By signing this authorization,
- I certify that all the information I have provided on this application is true and accurate to the best of my knowledge.
- I grant permission for the sharing of information which is to be used to determine eligibility for participation in the Community Services Block Grant (CSBG) or other agency programs under the umbrella of Community Action as operated by Miami Valley Community Action Partnership for either myself or my household members.
- I understand this release will terminate upon my request so in writing.
- I understand that all information obtained in association with this release will be held in strict confidence by the receipient.
- I further direct that information shared resulting from my signature not be further disclosed without my specific written authorization.
- I further declare that I understand and permit an information exchange strictly for disclosure purposes related to Miami Valley Community Action Partnership programming.
- I hereby give permission to release and/or secure information from the following organizations for the purpose of securing services I have requested:
- Legal Aid of Western Ohio
- Advocates for Basic Legal Equality
- Other organizations that I have listed below
- I certify that this statement is true and correct to the best of my knowledge, and I authorize the release of any or all information necessary for verification process.
- I authorize the Ohio Department of Development, Office of Community Services, or its designated representatives to access public assistance, Social Security, employment, or other records neeeded to verify any statements I have made in this application.

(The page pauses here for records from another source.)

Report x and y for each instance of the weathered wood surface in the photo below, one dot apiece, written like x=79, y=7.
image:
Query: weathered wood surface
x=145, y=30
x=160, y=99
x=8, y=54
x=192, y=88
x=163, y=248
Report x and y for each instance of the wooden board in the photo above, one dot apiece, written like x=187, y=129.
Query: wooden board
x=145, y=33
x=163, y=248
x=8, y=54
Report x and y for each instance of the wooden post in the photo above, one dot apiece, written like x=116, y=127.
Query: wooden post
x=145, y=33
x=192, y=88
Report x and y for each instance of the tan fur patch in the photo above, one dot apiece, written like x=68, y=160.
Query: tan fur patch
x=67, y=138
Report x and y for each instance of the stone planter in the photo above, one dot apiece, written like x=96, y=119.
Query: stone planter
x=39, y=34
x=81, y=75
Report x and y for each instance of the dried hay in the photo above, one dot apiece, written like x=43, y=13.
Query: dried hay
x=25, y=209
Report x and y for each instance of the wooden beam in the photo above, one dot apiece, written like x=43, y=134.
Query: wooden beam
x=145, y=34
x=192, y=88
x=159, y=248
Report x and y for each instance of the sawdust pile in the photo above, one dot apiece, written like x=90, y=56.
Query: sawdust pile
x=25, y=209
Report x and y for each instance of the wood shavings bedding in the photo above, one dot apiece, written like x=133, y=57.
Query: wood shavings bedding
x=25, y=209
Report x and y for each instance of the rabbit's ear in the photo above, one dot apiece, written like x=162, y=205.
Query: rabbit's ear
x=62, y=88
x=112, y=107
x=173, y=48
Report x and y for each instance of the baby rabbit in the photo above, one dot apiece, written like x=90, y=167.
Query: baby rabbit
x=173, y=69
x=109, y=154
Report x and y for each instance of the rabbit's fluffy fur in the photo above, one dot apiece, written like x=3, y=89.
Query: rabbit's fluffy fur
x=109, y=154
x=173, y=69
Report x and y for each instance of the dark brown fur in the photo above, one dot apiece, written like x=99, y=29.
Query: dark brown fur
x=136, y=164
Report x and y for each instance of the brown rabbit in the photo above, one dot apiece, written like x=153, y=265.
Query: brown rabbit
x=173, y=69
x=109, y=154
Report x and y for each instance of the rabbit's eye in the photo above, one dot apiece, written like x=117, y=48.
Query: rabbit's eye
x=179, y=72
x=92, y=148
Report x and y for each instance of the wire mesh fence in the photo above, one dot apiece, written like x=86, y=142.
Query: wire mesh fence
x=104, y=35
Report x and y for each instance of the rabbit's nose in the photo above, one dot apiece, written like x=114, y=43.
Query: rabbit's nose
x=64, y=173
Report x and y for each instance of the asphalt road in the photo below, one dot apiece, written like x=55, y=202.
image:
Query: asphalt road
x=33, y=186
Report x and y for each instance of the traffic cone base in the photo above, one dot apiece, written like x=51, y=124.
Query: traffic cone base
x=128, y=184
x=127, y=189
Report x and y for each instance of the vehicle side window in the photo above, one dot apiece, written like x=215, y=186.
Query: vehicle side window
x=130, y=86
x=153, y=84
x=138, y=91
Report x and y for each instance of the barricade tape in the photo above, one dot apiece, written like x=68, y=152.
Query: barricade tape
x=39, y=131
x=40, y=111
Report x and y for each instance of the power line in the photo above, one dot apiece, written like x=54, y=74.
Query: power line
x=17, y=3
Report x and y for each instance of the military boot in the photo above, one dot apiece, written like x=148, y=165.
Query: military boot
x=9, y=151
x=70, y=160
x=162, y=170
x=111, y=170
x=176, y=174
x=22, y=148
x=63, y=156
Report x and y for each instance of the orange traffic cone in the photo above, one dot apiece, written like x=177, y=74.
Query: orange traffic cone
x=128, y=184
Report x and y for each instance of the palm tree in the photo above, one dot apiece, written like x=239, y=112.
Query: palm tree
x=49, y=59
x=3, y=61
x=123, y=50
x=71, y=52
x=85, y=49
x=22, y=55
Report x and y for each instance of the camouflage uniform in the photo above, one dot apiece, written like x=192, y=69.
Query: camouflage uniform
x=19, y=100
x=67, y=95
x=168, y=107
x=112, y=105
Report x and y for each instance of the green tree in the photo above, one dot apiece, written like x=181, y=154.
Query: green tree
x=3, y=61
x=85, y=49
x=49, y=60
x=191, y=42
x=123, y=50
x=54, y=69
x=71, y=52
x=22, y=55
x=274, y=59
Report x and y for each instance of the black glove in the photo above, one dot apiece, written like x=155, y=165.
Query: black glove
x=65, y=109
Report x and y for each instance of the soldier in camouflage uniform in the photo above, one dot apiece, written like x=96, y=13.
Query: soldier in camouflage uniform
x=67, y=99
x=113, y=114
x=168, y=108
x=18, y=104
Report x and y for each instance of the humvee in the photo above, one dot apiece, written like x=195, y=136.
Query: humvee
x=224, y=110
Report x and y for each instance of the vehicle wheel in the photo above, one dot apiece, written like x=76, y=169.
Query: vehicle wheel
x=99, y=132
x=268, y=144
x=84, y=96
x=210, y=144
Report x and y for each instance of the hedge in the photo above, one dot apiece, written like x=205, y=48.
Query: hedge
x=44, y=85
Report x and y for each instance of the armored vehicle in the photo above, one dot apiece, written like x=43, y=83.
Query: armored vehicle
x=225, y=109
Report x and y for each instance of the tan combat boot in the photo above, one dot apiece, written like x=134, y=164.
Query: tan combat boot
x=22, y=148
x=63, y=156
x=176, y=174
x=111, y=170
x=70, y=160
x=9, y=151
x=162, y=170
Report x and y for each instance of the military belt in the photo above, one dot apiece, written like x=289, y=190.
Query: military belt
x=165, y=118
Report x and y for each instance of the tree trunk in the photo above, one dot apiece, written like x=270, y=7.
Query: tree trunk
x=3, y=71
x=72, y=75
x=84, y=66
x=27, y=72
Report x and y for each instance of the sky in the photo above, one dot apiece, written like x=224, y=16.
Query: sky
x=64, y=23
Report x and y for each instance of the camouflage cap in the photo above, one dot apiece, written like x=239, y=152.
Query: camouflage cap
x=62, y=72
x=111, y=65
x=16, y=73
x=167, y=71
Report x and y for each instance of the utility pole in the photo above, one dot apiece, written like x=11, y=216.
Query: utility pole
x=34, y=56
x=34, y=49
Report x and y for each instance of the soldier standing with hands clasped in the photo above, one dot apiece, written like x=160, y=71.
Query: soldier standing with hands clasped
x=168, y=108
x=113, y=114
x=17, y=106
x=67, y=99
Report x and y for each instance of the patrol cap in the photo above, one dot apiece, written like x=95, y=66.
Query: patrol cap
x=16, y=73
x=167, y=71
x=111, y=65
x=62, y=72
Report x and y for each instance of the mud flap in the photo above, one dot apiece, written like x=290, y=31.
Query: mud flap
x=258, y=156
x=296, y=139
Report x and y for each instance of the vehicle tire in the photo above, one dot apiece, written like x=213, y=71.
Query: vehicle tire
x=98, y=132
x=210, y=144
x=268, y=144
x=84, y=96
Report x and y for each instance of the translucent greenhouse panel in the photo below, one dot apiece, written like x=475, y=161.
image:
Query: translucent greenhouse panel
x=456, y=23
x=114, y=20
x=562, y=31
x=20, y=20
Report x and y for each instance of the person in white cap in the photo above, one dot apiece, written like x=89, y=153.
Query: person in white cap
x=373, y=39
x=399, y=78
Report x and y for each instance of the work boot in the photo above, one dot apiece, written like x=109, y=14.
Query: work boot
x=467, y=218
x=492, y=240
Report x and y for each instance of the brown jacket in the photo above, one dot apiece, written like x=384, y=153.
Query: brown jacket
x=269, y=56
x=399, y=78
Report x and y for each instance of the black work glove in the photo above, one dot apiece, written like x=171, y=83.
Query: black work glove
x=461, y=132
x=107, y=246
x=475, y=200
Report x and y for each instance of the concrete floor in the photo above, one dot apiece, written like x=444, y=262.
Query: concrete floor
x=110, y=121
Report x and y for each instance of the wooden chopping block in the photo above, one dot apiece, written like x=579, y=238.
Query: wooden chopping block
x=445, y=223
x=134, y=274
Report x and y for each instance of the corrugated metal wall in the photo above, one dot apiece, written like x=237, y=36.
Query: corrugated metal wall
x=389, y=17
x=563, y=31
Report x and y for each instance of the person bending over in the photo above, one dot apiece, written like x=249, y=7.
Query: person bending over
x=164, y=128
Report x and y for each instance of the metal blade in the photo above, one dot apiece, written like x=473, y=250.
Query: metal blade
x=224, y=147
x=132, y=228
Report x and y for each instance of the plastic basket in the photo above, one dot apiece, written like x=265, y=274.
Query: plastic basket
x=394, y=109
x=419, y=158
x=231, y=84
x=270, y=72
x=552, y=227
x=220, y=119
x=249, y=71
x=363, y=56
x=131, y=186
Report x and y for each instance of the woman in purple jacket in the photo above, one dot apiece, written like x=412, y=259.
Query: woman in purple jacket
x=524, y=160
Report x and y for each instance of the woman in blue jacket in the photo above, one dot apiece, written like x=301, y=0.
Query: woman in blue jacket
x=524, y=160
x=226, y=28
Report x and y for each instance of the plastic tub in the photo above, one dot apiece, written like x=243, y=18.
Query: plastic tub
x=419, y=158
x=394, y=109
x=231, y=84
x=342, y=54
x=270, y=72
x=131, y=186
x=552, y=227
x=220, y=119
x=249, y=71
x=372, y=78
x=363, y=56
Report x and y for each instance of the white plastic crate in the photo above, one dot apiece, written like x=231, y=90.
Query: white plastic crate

- I understand that this application for assistance does not establish me as a client of the MVCAP Legal Clinic and that the purpose of this application and submission of documents is solely to determine eligibility for MVCAP's services.
- I understand that acceptance of my application/case is not guaranteed.
- I understand that I am not a client of MVCAP or MVCAP Legal Clinic until I am expressly notified as such.
- I understand that additional information or documentation may be requested by MVCAP to determine eligibility for services.